Шарпер. Еще бы, сударыня! Это же наш английский Гораций.
Белинда. Ах, он такой изысканный, такой утонченный! У него есть все, что я люблю в этом мире. Идемте-ка в ту сторону: я вижу там одну парочку, чью историю вам расскажу.
Вейнлав. Полагаю, сударыня, что законные формальности должны соблюдаться даже в случае отмены наказания: обидчику следует просить о привлечении его к суду и тогда, когда амнистия уже у него в кармане.
Араминта. Я потрясена! Эта наглость затмевает предыдущую, но кто бы ни привил ее вам, уповая на мое мягкосердечие, он сильно обманул вас, в чем вы и убедитесь.
Вейнлав (в сторону). Это еще что такое? Куда ее понесло? Вот неожиданный поворот!
Араминта. Низкий человек! Разве вы недостаточно оскорбили меня своей грязной страстью?
Вейнлав. Грязной? В другом месте вы прилагали к этой страсти куда более нежный эпитет.
Араминта. В другом месте? Злодейский умысел на мою честь! Но будь ты даже наделен подлостью и злобой всего своего пола, тебе и тогда не запятнать моей репутации. Нет, я не заблуждалась, стараясь не думать о людях хорошо. Не знаю, долго ли я обманывалась бы в вас: я еще не успела составить себе окончательное мнение. К счастью, ваша низость, проявившаяся так быстро, не дала ему превратиться в ложное убеждение. Уходите, недостойный, неблагодарный человек, и берегитесь попадаться мне на глаза!
Вейнлав. Уж не сон ли мне приснился? Быть может, я сплю и сейчас? Чему мне верить — глазам или ушам? Ваше волнение, сударыня, исключает дальнейшие переговоры, но вот молчаливое свидетельство того, что вы простили мою вину. (Достает письмо и протягивает ей, Араминта вырывает его и бросает в сторону.)
Араминта. К чему бы вы ни прикоснулись, все отравлено. Дотронешься — волдырь вскочит.
Вейнлав. Ваш язык отрицает то, что сделала рука?
Араминта. Опять загадки, бессмысленные и дерзкие! Видимо, мне следует удалиться.
Вейнлав. Нет, сударыня, уйду я. (В сторону.) Она знает, что на листке ее подпись и не захочет опозорить себя в глазах первого же, кто найдет письмо. (Уходит.)
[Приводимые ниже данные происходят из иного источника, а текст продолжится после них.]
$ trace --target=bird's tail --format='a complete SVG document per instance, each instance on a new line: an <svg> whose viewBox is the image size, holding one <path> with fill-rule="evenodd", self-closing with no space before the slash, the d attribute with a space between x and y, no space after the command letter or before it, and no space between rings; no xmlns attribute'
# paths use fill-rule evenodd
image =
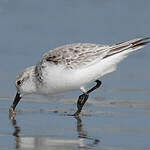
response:
<svg viewBox="0 0 150 150"><path fill-rule="evenodd" d="M148 43L150 43L150 37L137 38L137 39L134 39L134 40L130 40L130 41L126 41L126 42L122 42L122 43L112 45L111 48L110 48L110 51L105 56L105 58L108 57L108 56L123 52L125 50L129 50L129 49L131 49L131 51L136 51L138 49L143 48Z"/></svg>

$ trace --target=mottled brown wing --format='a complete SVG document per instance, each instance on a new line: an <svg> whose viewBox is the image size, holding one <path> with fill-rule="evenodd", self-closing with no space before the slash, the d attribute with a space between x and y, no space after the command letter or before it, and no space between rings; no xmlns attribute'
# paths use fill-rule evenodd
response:
<svg viewBox="0 0 150 150"><path fill-rule="evenodd" d="M109 46L90 43L70 44L49 51L42 59L56 65L63 64L66 68L79 68L102 59L108 48Z"/></svg>

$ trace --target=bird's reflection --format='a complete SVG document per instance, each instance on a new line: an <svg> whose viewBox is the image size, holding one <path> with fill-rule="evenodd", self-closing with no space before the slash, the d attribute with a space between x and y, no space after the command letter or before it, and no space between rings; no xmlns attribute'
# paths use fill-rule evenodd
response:
<svg viewBox="0 0 150 150"><path fill-rule="evenodd" d="M83 149L95 147L100 140L88 136L88 132L83 128L82 119L79 116L75 117L75 119L77 120L77 133L80 140L79 148Z"/></svg>
<svg viewBox="0 0 150 150"><path fill-rule="evenodd" d="M22 137L20 136L21 128L18 126L15 118L11 120L14 131L12 135L14 138L14 144L16 149L45 149L48 150L49 147L55 147L56 149L61 148L62 150L68 149L69 146L77 146L78 149L89 149L95 147L100 142L99 139L88 136L88 132L84 129L82 124L82 119L80 117L75 117L76 123L76 131L78 137L76 139L58 139L53 137ZM30 144L29 144L30 143ZM65 147L66 146L66 147Z"/></svg>
<svg viewBox="0 0 150 150"><path fill-rule="evenodd" d="M15 137L15 148L20 149L20 127L17 125L15 118L11 119L12 126L14 127L13 136Z"/></svg>

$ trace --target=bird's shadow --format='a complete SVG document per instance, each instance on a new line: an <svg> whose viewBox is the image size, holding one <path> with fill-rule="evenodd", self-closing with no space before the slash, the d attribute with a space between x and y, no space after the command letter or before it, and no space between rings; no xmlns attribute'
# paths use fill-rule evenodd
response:
<svg viewBox="0 0 150 150"><path fill-rule="evenodd" d="M80 117L74 117L76 119L76 131L77 131L77 147L78 149L91 149L92 147L96 147L100 140L94 137L90 137L88 132L85 130L82 119ZM13 133L12 136L14 137L14 147L15 149L20 149L22 146L22 139L21 136L21 127L18 125L18 122L15 118L11 119L11 124L13 126ZM33 139L36 137L33 137ZM51 138L50 138L51 139ZM40 142L40 140L39 140ZM33 143L32 147L36 147Z"/></svg>

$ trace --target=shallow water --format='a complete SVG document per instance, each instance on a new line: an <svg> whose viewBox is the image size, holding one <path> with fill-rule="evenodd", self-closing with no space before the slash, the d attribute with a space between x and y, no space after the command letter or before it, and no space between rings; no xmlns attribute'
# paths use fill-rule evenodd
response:
<svg viewBox="0 0 150 150"><path fill-rule="evenodd" d="M101 79L81 118L66 115L76 110L78 91L25 97L15 119L8 115L17 73L44 52L150 36L149 14L148 0L0 0L0 150L150 149L150 46Z"/></svg>
<svg viewBox="0 0 150 150"><path fill-rule="evenodd" d="M74 99L19 105L8 119L9 100L0 100L1 149L149 149L150 102L90 99L80 118Z"/></svg>

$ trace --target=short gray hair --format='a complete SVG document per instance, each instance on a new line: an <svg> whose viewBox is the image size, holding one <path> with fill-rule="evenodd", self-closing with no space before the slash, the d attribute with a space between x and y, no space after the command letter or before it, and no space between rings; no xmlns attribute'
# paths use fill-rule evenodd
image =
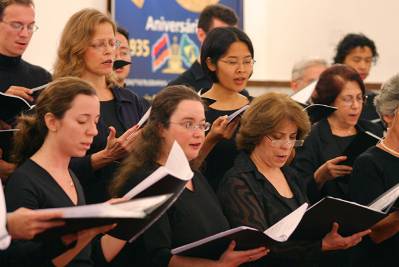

Араминта. Женское упрямство закрыло мне глаза, а женское любопытство побуждает вновь раскрыть их. (Подбирает письмо и уходит.)
Сцена пятая
Белинда. Клянусь, мы никого не пощадили. Мистер Шарпер, вы — истинный мужчина. Где вы научились так ловко злословить?
Шарпер. По правде говоря, сударыня, это у меня природный дар, хотя признаюсь, что отшлифовал его, чтобы стяжать симпатии женщин.
Белинда. Вы правы: умение злословить — первое достоинство дамского угодника.
Шарпер. Я скорее сказал бы — второе и самое лучшее.
Белинда. Ну, что, Пейс? Где моя кузина?
Пейс. Ей стало нехорошо, сударыня, и она спрашивает, прислать ли карету обратно за вами.
Белинда. О господи, конечно, нет: я еду с ней. Идемте, мистер Шарпер.
Сцена шестая
Беллмур. Напрасные опасения! Здесь ни души, шума никакого.
Летиция. Могу поклясться, что слышала голос своего чудовища. Я до смерти перепугалась. Послушай, как у меня бьется сердце.
Беллмур. Это сигнал любовной тревоги. Давай вернемся и вновь...
Фондлуайф (за кулисами). Кокки! Кокки! Где ты, Кокки! Я возвратился домой.
Летиция. Ах, это он! Скорей, скорей собирай свои вещи!
Фондлуайф (за сценой). Кокки! Отвори, Кокки!
Беллмур. Чума его порази! Чтоб его рога воткнулись ему в глотку! Пластырь! Где мой пластырь? (Мечется по комнате, собирая вещи.)
Летиция. Это ты, сокровище мое? (Беллмуру.) Да оставь ты этот пластырь! (Кричит.) Ты не заглянешь сюда, Никкин? (Беллмуру.) Беги ко мне в спальню, живо!
Фондлуайф (за кулисами). Загляну, дорогая, но я очень спешу.